Das wird vom Gericht verneint. Die Entscheidung beruht auf folgenden Erwägungen:
1. Nach § 556 Abs. 3 S. 2 BGB ist die Abrechnung "dem Mieter spätestens bis zum Ablauf des zwölften Monats nach Ende des Abrechnungszeitraums mitzuteilen". Nach Ablauf dieser Frist gehen die Nachforderungsansprüche des Vermieters verloren (§ 556 Abs. 3 S. 3 BGB). In der Begründung des Regierungsentwurfs zu § 556 Abs. 3 S. 2 BGB ist hierzu ausgeführt, dass die Abrechnung dem Mieter innerhalb der Frist zugehen muss; die rechtzeitige Absendung genügt nicht (BT-Drucks. 14/4553 = NZM 2000, 812). Dem ist die überwiegende instanzgerichtliche Rechtsprechung und Literatur gefolgt (Blank/Börstinghaus, Miete, § 556 BGB Rdn. 141 m. w. N.; a. A.: AG Leipzig, Urteil v. 6.9.2005, 163 C 4723/05, ZMR 2006, 47; Miedtank, ZMR 2005, 205, 207). Der BGH teilt die Auffassung der herrschenden Meinung: Der Gesetzgeber habe seinen Willen eindeutig zum Ausdruck gebracht.
2. Nach allgemeinen Grundsätzen ist der Vermieter für den rechtzeitigen Zugang der Abrechnung beweispflichtig.

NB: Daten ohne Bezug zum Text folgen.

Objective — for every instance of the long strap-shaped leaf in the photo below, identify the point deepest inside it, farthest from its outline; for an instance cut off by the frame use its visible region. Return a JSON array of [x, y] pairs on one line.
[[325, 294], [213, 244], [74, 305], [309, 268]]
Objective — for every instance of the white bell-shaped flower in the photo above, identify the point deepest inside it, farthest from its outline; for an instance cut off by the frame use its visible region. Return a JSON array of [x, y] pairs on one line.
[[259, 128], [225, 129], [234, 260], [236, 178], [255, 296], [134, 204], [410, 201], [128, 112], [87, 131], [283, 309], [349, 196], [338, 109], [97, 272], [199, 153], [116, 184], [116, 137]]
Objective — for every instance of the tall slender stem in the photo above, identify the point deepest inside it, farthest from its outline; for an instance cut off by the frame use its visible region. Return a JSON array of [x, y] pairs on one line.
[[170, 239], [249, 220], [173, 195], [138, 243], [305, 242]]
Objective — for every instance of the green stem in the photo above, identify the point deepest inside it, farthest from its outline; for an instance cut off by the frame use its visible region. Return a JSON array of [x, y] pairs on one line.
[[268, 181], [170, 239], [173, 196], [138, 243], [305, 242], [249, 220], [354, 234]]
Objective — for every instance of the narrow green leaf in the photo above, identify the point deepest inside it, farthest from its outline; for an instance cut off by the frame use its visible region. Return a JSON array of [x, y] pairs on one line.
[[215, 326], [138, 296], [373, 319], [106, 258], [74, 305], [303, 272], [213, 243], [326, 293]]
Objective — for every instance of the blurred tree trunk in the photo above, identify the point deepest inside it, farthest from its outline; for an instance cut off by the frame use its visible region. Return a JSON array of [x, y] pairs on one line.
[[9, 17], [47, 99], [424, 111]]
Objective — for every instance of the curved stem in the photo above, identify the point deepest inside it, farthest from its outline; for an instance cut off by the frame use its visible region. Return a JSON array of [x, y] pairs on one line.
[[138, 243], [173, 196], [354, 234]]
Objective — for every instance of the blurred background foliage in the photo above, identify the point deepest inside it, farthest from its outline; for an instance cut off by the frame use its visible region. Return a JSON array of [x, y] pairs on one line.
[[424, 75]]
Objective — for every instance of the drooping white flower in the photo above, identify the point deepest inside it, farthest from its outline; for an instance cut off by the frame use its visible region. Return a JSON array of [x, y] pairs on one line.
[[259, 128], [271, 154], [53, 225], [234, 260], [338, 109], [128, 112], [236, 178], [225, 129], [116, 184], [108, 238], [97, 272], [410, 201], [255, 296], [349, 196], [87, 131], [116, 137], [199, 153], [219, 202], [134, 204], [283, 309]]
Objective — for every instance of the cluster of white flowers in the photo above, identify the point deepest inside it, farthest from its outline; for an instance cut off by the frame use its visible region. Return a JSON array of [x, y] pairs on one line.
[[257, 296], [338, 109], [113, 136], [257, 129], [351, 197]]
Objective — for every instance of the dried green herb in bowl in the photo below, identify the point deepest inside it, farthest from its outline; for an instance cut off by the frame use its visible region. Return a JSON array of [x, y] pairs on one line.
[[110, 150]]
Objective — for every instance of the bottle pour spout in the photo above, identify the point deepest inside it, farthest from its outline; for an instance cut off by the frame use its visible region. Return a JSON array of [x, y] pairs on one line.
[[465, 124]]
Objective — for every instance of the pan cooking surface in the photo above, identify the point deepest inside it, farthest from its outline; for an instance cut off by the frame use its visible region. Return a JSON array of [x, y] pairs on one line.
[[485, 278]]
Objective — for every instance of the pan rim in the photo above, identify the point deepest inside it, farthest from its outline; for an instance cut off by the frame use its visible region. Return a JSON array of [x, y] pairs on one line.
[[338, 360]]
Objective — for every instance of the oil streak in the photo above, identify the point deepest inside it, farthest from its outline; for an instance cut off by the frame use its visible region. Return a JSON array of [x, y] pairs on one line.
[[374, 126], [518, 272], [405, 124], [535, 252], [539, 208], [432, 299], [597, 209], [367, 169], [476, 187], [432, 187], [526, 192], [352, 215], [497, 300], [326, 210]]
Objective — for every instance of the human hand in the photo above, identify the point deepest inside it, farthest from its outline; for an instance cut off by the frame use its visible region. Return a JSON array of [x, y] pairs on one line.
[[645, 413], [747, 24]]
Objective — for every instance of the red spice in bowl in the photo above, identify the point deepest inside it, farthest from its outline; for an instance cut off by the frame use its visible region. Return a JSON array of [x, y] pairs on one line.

Mit der Aufgabe eines Schreibens zur Post kann der Zugang nicht bewiesen werden. Hierin liegt auch kein Anscheinsbeweis für den Zugang. Dies entspricht einer gefestigten Rechtsprechung und gilt für Briefsendungen jeder Art (BGH, Urteil v. 27.5.1957, II ZR 132/56, NJW 1957, 1230 betr. Einschreibesendung; BGH, Urteil v. 24.4.1996, VIII ZR 150/95, NJW 1996, 2033).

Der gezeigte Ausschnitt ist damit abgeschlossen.